M2 16GB Mac test hit memory trouble during compression
A user says they added Gwen3 4b as an auxiliary model for compression in Hermes Agent. They saw a token speed of 20k/s during testing. While summarizing 16000 MD files, RAM use rose to 12GB and the Mac mini shut down immediately.
Key points
- The user tested Gwen3 4b as an auxiliary model in Hermes Agent.
- They reported a token speed of 20k/s.
- RAM use reached 12GB during a 16000 MD file summarization test.
- The Mac mini shut down right away and could not be turned on remotely.

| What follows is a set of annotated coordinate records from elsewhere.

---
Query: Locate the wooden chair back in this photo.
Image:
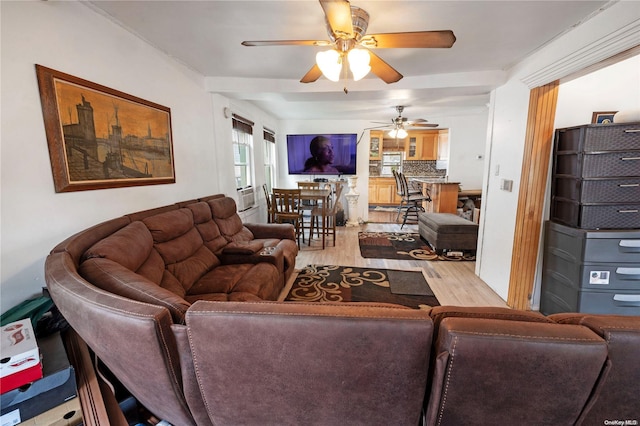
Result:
[262,183,273,223]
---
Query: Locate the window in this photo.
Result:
[262,128,276,192]
[232,114,253,189]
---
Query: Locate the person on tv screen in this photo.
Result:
[304,136,340,174]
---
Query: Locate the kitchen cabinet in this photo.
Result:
[369,130,383,160]
[405,130,439,160]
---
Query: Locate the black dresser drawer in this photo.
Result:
[552,176,640,204]
[554,151,640,178]
[556,123,640,152]
[551,197,640,229]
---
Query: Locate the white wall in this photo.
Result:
[555,55,640,128]
[438,112,488,190]
[0,1,220,312]
[476,2,640,300]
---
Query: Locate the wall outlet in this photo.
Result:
[500,179,513,192]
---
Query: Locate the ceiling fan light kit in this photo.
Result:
[389,127,408,139]
[242,0,456,88]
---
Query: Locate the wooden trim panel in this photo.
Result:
[507,80,559,309]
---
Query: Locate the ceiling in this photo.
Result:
[87,0,609,122]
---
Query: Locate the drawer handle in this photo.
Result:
[613,294,640,306]
[616,268,640,280]
[618,240,640,251]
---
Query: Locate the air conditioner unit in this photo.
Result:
[238,186,256,212]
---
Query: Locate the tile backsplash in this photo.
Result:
[402,160,447,177]
[369,160,447,177]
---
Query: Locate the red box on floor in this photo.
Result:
[0,319,42,393]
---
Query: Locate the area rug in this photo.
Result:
[358,232,476,261]
[285,265,440,308]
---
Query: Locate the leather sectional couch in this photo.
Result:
[45,195,640,426]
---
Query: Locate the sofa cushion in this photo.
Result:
[80,258,191,324]
[208,197,254,241]
[82,221,155,271]
[428,313,607,425]
[143,208,220,293]
[222,240,264,254]
[187,262,282,300]
[187,202,228,254]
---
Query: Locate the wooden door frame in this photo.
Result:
[507,80,559,310]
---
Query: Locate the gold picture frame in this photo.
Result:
[591,111,618,124]
[36,65,176,192]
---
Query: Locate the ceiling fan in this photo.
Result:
[242,0,456,85]
[372,105,439,139]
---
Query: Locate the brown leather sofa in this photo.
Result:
[45,196,640,425]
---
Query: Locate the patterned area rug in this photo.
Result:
[358,232,476,261]
[285,265,440,308]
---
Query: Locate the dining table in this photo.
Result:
[300,188,332,250]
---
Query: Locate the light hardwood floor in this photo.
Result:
[296,214,507,307]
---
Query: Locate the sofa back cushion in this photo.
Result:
[428,314,607,425]
[82,221,164,284]
[549,313,640,425]
[208,197,254,241]
[186,202,228,254]
[143,208,220,296]
[79,221,191,323]
[186,301,432,425]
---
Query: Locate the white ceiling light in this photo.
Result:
[389,127,408,139]
[316,49,371,81]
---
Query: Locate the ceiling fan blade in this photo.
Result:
[369,51,403,84]
[300,64,322,83]
[361,30,456,49]
[242,40,331,46]
[320,0,353,38]
[410,123,439,127]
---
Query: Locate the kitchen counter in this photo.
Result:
[407,177,460,214]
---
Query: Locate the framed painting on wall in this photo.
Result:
[591,111,618,124]
[36,65,176,192]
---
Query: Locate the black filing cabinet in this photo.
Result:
[540,123,640,315]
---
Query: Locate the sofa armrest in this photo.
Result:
[243,223,296,241]
[218,247,284,273]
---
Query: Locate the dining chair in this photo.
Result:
[262,183,273,223]
[309,185,343,247]
[271,188,304,245]
[398,172,431,229]
[392,170,422,222]
[298,181,320,242]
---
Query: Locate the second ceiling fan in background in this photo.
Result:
[370,105,438,139]
[242,0,456,85]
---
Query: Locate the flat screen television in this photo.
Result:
[287,133,357,175]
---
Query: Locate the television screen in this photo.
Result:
[287,133,357,175]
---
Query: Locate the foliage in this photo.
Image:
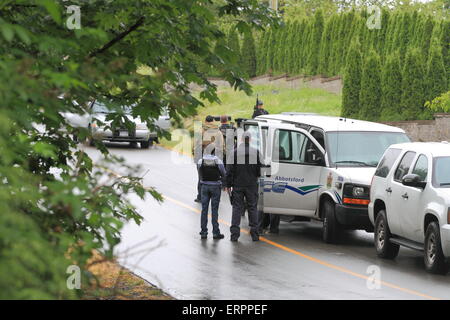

- On an M2 16GB Mac, large summary jobs should be tested in smaller batches first.
Quick term guide
- Gwen3 4b
- A likely AI model name as written in the Reddit title.
- auxiliary model
- A helper AI model used alongside the main model.
- compression
- A process that shortens older chat details so the AI can keep working in a long session.
- compress
- To take a lot of information and turn it into a shorter, simpler version.
- Hermes Agent
- It appears to be a tool or community for building and managing AI agents.
- testing
- The process of checking that software does what it's supposed to do, usually by running it and looking for errors.
- MD file
- A text document written in Markdown format.
- Mac mini
- A small desktop computer made by Apple.